3. En l'espèce, le recourant a bénéficié du délai de six mois que l'autorité intimée octroyait systématiquement, dès la date du préavis adressé au conducteur pour l'informer de la mesure envisagée à son encontre. Cette pratique a été critiquée dans plusieurs arrêts du tribunal (CR.2004.201 du 30 septembre 2004, CR.2004.0038 du 29 juillet 2004, CR.2004.0025 du 30 juillet 2004 et CR. 2003.0168 du 17 novembre 2003) et il semble, comme cela ressort des dossiers enregistrés au tribunal depuis le mois de janvier 2005, que l’autorité intimée l’ait modifiée en ce sens que désormais le délai de six mois pour déposer le permis de conduire est compté depuis la date de la décision attaquée et non plus depuis le préavis.
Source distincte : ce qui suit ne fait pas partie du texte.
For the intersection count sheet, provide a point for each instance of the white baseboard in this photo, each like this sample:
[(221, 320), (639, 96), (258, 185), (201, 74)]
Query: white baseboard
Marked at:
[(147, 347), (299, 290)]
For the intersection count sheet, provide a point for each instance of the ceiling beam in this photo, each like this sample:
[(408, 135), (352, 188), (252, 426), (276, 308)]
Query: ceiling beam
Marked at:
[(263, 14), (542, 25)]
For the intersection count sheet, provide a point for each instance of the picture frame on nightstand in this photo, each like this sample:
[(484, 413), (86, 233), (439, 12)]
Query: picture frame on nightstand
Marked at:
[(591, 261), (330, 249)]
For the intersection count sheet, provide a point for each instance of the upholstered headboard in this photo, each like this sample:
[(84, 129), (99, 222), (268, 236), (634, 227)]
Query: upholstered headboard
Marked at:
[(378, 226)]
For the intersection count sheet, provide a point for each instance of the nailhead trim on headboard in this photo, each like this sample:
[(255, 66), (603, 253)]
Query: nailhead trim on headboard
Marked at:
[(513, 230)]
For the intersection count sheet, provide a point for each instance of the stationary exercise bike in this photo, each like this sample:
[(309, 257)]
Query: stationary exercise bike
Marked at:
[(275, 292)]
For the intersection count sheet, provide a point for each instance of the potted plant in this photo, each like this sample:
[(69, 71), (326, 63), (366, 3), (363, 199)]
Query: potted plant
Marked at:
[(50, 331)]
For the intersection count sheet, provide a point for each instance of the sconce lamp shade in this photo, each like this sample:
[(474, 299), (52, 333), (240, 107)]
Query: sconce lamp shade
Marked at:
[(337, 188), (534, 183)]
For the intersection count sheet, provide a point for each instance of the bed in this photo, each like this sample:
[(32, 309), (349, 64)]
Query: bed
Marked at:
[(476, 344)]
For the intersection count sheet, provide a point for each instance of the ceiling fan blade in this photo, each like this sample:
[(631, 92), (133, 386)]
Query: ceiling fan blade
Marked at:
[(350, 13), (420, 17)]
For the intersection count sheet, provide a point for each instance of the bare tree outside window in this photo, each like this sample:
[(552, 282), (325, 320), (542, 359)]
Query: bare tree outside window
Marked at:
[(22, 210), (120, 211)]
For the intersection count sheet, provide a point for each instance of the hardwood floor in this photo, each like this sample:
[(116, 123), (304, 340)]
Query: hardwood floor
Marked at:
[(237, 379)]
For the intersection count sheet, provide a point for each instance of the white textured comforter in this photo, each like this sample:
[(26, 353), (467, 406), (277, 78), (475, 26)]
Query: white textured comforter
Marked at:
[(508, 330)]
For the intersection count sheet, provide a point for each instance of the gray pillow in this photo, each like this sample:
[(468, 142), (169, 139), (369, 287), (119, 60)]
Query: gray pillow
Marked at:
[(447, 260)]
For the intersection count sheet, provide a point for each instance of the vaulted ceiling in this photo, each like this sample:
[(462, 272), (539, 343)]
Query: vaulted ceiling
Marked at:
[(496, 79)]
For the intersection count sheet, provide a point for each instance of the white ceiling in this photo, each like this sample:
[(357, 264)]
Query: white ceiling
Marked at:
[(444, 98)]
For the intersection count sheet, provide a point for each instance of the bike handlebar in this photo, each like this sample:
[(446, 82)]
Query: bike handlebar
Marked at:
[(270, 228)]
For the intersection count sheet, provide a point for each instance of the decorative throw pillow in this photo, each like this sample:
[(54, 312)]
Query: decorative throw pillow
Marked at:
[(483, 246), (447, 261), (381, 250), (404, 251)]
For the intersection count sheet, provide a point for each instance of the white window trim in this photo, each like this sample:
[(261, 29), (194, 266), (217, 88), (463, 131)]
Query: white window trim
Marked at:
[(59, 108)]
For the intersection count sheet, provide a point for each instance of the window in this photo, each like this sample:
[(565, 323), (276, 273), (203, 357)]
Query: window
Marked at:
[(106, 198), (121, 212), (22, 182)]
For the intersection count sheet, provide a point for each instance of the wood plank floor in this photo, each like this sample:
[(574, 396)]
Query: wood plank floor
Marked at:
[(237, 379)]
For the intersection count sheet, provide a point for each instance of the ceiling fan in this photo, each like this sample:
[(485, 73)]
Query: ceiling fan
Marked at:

4. La question de savoir si le recourant devrait également être mis au bénéfice de la nouvelle pratique de l’autorité intimée en ce qui concerne le calcul du délai de six mois pour déposer le retrait pour des motifs tenant au respect du principe de l’égalité de traitement peut toutefois rester ouverte en l'espèce, puisque le report de l'exécution de la mesure au mois de juin 2005 doit être accordé au recourant : en effet, en tant que télématicien appelé à parcourir environ 1000 km par semaine pour son travail, le recourant peut se prévaloir d'une réelle utilité de son permis de conduire. Le retrait de son permis durant la période la plus prospère de l’année pour son entreprise et durant la période où il suit des cours du soir quatre fois par semaine à Genève après son travail aurait de très lourdes conséquences sur le bon déroulement de l’activité de son entreprise et principalement sur sa situation personnelle, puisque le retrait entraînerait son licenciement. Dans ces conditions, le tribunal juge que l'intérêt personnel du recourant à ce que son entreprise ne soit pas entravée dans ses activités et à ce qu’il puisse conserver son emploi l’emporte sur les considérations liées à la nécessité d'exécuter rapidement la mesure litigieuse. La décision sera dès lors réformée en ce sens que le délai pour le dépôt du permis de conduire est fixé au 30 juin 2005. Le recours est ainsi admis sans frais pour le recourant.
Par ces motifs
le Tribunal administratif
arrête:
I. Le recours est admis.
II. La décision du Service des automobiles du 15 novembre 2004 est réformée en ce sens qu’un délai au 30 juin 2005 est imparti au recourant pour déposer son permis de conduire.
III. Le présent arrêt est rendu sans frais.
Lausanne, le 17 juin 2005
Le président: La
greffière:
Le présent arrêt est communiqué aux destinataires de l'avis d'envoi ci-joint.
Le présent arrêt peut faire l'objet, dans les trente jours dès sa notification, d'un recours de droit administratif au Tribunal fédéral. Le recours s'exerce conformément aux art. 103 ss de la loi fédérale d'organisation judiciaire (RS 173.110).